There is a lot to be said for being positive and having a clear, calm outlook.

And exercising everyday for the last fifteen days, this is the latest thing I am sticking to.

If you are just starting out off the drink, or have been struggling, keep at it.  The rewards are there.

Teenage Drinking

Every morning before school all the crew would meet by the bike track and smoke cigarettes.  Bikes skewed against the fallen tree trunk and tart smoke first thing in the morning, spitting on the ground between our shoes.  Holding the cigarette like it was a dart, between middle finger and thumb and listening to Farley, still chubby even though he was older at sixteen and always had stories of how his brothers had been doing stuff.  Farley with the fat tongue, slobbering as he spoke his rehearsed story that was mostly pure fiction.

The third last day of school was a crowded rush of last classes and empty classrooms, with chalkboard notes Year 8 -Video in Room 22 leading whoever did turn up to a darkened room with a National Geographic wildlife documentary on replay.  Evidence that even the teachers were off school a few days early.  So it might have started with a whisper but by morning break it had gathered some momentum and a half dozen had agreed to skip class tomorrow.

The girls were coming too, which was a major coup - like skittish deer they were intrigued and curious but would scatter at the slightest change of plans or other offers.  So to keep the tension there, I suggested my mother's house as the venue.  A smallish house she had just bought with her divorce settlement.  She gave us the choice of a microwave or a VCR, and my sisters outvoted me 2:1 for the VCR.
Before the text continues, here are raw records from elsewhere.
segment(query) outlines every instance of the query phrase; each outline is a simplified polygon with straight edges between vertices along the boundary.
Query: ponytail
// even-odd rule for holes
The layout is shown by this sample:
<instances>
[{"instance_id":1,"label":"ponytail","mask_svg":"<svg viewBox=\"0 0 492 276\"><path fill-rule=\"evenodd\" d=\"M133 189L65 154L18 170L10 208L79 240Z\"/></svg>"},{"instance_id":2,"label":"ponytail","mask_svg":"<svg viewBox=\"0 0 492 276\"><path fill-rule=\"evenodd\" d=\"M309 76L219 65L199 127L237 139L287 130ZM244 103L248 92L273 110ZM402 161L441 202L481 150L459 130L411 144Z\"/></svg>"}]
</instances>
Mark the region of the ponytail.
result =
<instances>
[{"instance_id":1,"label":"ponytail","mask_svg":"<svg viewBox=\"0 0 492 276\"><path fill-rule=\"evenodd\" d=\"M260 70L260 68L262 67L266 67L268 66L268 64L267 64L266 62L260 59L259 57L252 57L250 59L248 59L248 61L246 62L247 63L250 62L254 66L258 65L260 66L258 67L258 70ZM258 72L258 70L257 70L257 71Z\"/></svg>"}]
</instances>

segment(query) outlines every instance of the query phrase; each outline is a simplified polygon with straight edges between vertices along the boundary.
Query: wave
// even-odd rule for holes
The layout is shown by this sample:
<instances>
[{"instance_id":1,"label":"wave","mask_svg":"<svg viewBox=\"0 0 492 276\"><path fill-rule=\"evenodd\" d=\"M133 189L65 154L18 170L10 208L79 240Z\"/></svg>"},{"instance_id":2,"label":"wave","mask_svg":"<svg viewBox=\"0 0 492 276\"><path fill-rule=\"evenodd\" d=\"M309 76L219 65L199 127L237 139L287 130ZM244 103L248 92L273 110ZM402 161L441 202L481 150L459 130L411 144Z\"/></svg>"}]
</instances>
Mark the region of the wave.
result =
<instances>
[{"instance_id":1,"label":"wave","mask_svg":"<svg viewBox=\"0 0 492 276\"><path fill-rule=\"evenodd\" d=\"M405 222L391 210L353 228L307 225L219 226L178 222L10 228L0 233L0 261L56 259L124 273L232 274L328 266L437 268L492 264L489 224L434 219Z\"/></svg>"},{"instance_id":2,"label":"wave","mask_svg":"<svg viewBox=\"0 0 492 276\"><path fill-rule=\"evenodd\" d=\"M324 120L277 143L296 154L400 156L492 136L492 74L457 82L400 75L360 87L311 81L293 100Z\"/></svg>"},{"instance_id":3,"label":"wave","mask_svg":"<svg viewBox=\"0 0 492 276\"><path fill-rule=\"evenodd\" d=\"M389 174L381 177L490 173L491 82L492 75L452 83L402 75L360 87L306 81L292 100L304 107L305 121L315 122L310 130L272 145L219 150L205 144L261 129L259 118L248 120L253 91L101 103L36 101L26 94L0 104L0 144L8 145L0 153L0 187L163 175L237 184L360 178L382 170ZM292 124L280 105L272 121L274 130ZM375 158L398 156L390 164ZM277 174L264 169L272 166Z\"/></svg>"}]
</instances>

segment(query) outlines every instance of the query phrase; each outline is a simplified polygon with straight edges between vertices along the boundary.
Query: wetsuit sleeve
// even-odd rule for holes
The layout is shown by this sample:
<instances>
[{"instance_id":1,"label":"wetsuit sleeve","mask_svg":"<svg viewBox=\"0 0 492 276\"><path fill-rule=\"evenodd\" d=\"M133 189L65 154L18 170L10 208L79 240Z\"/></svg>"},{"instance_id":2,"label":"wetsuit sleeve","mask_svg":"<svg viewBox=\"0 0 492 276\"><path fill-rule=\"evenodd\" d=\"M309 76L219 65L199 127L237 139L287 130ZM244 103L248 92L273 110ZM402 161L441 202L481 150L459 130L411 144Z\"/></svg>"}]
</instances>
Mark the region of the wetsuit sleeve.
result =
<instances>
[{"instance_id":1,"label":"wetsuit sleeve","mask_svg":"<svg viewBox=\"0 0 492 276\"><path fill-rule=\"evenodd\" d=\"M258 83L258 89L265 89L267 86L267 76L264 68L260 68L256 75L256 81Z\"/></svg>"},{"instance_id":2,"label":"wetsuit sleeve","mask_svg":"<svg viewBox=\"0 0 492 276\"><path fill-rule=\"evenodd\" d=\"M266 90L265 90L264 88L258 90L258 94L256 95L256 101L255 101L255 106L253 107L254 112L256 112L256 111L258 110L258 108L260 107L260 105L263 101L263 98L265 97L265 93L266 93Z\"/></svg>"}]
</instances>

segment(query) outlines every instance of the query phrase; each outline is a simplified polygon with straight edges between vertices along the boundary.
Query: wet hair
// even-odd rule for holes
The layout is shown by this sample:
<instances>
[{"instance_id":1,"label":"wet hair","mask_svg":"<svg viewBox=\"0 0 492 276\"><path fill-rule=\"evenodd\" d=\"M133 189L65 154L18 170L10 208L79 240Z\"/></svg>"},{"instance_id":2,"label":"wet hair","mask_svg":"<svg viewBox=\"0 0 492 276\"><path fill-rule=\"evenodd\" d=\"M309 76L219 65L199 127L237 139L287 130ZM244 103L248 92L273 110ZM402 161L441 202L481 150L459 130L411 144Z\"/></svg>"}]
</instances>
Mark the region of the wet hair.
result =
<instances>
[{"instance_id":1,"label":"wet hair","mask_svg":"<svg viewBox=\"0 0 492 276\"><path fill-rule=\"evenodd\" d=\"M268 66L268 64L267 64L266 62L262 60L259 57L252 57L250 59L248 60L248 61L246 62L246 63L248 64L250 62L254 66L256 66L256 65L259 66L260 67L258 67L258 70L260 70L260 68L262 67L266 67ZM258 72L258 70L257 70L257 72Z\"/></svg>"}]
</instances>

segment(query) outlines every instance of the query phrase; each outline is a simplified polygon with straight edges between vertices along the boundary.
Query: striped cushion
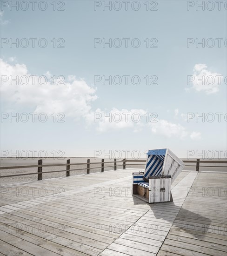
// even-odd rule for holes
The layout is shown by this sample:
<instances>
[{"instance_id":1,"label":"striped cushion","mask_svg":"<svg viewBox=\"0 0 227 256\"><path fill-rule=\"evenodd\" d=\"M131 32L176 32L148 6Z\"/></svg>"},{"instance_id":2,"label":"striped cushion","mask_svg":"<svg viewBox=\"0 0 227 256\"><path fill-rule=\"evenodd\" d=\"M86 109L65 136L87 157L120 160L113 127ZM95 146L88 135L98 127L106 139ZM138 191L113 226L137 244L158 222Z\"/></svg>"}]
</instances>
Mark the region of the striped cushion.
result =
<instances>
[{"instance_id":1,"label":"striped cushion","mask_svg":"<svg viewBox=\"0 0 227 256\"><path fill-rule=\"evenodd\" d=\"M161 174L165 155L151 155L147 160L144 180L148 182L149 176L158 176Z\"/></svg>"},{"instance_id":2,"label":"striped cushion","mask_svg":"<svg viewBox=\"0 0 227 256\"><path fill-rule=\"evenodd\" d=\"M133 175L133 184L138 184L142 182L143 182L143 175Z\"/></svg>"},{"instance_id":3,"label":"striped cushion","mask_svg":"<svg viewBox=\"0 0 227 256\"><path fill-rule=\"evenodd\" d=\"M138 183L139 186L141 186L141 187L144 187L144 188L147 188L149 189L149 182L141 182Z\"/></svg>"}]
</instances>

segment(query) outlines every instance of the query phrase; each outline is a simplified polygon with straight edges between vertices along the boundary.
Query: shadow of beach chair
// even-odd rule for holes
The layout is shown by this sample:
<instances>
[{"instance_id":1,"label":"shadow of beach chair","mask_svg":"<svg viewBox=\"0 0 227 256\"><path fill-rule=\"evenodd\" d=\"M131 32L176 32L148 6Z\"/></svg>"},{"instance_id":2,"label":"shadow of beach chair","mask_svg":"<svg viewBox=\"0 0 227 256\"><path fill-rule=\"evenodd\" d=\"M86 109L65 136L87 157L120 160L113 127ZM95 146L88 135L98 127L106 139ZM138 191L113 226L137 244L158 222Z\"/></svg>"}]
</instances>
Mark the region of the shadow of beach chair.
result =
<instances>
[{"instance_id":1,"label":"shadow of beach chair","mask_svg":"<svg viewBox=\"0 0 227 256\"><path fill-rule=\"evenodd\" d=\"M144 172L133 173L133 195L149 203L172 202L171 184L185 166L168 148L147 153Z\"/></svg>"}]
</instances>

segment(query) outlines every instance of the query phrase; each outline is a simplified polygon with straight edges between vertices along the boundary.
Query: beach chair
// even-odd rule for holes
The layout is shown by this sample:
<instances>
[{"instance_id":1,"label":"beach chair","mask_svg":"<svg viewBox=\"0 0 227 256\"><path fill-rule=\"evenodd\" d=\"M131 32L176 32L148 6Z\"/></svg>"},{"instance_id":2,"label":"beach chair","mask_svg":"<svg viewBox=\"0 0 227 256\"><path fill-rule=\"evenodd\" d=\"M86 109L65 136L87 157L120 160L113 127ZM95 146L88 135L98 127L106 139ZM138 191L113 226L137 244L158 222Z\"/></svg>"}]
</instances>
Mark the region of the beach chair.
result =
<instances>
[{"instance_id":1,"label":"beach chair","mask_svg":"<svg viewBox=\"0 0 227 256\"><path fill-rule=\"evenodd\" d=\"M185 166L168 148L148 150L144 172L133 173L133 195L149 203L172 202L171 184Z\"/></svg>"}]
</instances>

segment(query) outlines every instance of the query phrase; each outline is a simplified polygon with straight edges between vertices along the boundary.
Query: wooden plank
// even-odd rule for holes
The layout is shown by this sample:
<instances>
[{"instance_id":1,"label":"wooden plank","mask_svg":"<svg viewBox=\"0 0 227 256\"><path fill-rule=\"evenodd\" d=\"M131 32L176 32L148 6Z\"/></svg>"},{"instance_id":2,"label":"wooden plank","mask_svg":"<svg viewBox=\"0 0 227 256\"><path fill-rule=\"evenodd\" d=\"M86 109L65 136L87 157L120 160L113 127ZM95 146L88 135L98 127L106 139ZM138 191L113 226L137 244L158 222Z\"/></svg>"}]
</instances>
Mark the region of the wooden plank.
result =
<instances>
[{"instance_id":1,"label":"wooden plank","mask_svg":"<svg viewBox=\"0 0 227 256\"><path fill-rule=\"evenodd\" d=\"M1 239L3 241L33 255L45 255L47 256L60 255L58 253L42 248L39 245L26 241L3 230L1 232L2 234Z\"/></svg>"},{"instance_id":2,"label":"wooden plank","mask_svg":"<svg viewBox=\"0 0 227 256\"><path fill-rule=\"evenodd\" d=\"M161 250L178 255L182 255L182 256L207 256L208 255L198 251L194 251L191 249L188 249L183 248L177 247L175 245L163 244L161 247Z\"/></svg>"},{"instance_id":3,"label":"wooden plank","mask_svg":"<svg viewBox=\"0 0 227 256\"><path fill-rule=\"evenodd\" d=\"M2 255L6 255L6 256L16 256L16 255L31 256L33 255L17 247L13 246L11 244L6 243L1 240L0 240L0 247Z\"/></svg>"},{"instance_id":4,"label":"wooden plank","mask_svg":"<svg viewBox=\"0 0 227 256\"><path fill-rule=\"evenodd\" d=\"M147 252L145 250L138 249L126 245L122 245L113 243L107 248L107 249L116 251L118 252L121 252L127 254L128 255L140 255L140 256L147 256ZM105 255L105 250L103 252L103 254ZM149 256L155 256L156 254L150 252Z\"/></svg>"},{"instance_id":5,"label":"wooden plank","mask_svg":"<svg viewBox=\"0 0 227 256\"><path fill-rule=\"evenodd\" d=\"M212 249L214 249L217 252L217 254L219 254L219 255L220 256L222 255L222 252L227 251L227 248L226 246L224 245L221 246L218 244L217 244L214 242L211 243L210 242L205 242L200 240L199 240L194 239L193 238L189 238L188 237L181 236L180 235L181 234L180 233L178 233L177 235L172 235L171 234L170 234L169 233L167 238L171 239L172 240L186 243L191 243L192 244L194 244L195 245L202 246L203 247L206 247L207 248L209 248ZM219 252L219 251L221 251L221 252Z\"/></svg>"}]
</instances>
That afternoon I hunched over my sister's boyfriend's car, wrangling a deal out of him.  I had a fistful of five dollar notes, and a handwritten list in girlish script - pregnant a's and doe eyed e's.  We drove through a bottle shop and emerged with a two clinking bags filled with liqueurs and mixer drinks and little spirit bottles of bourbon and vodka.  He took $10 for doing the favour.

On my way to the bike track the next morning, I watched my mother's car go by and, once she was out of sight, turned and rode back home.  Soon after, some friends were helping empty ice bags into coolers and unfold deck chairs.  And then, like a herd of cats, the girls arrived, said a cursory hello and unpacked their drinks and snacks and sat around the backyard.  By ten o'clock, there were fifteen of us, drinking and smoking and getting stunned with early morning spirits.

Welcome to teenage drinking heaven, 1989.

Steps to Simply Grateful

The Grateful List.  Spent the three days of the long weekend enjoying family and on a road trip to the mountains.  No alcohol for the first time in twenty years - this is like living another life.  Was fresh and walk/running each morning.

1. Grateful to have friends who lent us their house at short notice. 

2. Grateful for friends who have children a similar age to ours so the toys were perfectly relevant (and prompted one of my daughters to whisper "How come we don't have as many good toys as Kira?")

3. Grateful for the chance to walk the city and buy a couple of signed prints from two artists at the markets.

4. Grateful for taking the time to catch the monorail (I know it's a tourist trap, but the kids love it) and seeing the city through the eyes of a visitor.

5. Grateful for the chance to share Indonesian food with my family, and the kids for trying it.

6. Grateful for walking around the Botanic Gardens in the mountains, and for bearing with the chilly air.

7. Grateful for seeing my stairs, which I just completed in the backyard at home, compare with the stairs at the Botanic Gardens.
My 'recovery steps' literally built with the free time
from not being drunk/hungover on the weekends
Stairs at the Botanic Gardens, with my little pink daughter.

8. Grateful for eating out on a public Holiday and not having everyone have to watch me fill up on alcohol.  Grateful for being able to drive on the weekend, without worrying about being pulled over.

9. Grateful for watching the Grand Final sober, and going for a walk afterwards.

10 Grateful for being able to share my sober experiences with a loyal bunch of followers through this blog - it is such a great support, so thank you, you are officially part of the team!